The directive also brings whole-life carbon into law. Life-cycle Global Warming Potential must be calculated and disclosed for new buildings over 1,000 square metres from 2028, and for all new buildings from 2030. Member States must publish roadmaps introducing GWP limits by 1 January 2027. Ireland has started: the SEAI consulted between April and May 2025 on the national life-cycle GWP calculation methodology and an embodied carbon database of building materials.

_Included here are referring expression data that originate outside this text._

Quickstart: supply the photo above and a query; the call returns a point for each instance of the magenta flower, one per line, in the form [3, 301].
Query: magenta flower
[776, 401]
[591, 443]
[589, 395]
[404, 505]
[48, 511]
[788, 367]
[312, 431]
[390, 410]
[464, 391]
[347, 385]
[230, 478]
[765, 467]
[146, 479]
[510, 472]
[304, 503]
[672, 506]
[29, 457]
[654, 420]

What this means for IIESMS members

Facilities management: renovation targets and zero-emission requirements will drive sustained demand for energy management and building performance competence. Fire safety: retrofit work — external insulation, window replacement, heating change-outs — carries fire safety implications that must be assessed alongside the energy case, and product specifications must reference the correct classifications as the CPR transition proceeds. Healthcare engineering: clinical environments must hold ventilation, temperature and medical gas standards while meeting energy obligations. Industrial engineering: manufacturing facilities face the same renovation and performance pressures with production constraints on top. The relevant IIESMS sector groups provide CPD and peer discussion on each of these fronts.

References

Regulation (EU) 2024/3110 — Construction Products Regulation, EUR-Lex · First CPR Working Plan 2026–2029, European Commission, December 2025 · Directive (EU) 2024/1275 — Energy Performance of Buildings Directive (recast), EUR-Lex · Department of Housing, Local Government and Heritage — Construction Products Regulation 2024, gov.ie · Climate Change Advisory Council — EPBD factsheet · European Commission — Energy Performance of Buildings Directive pages.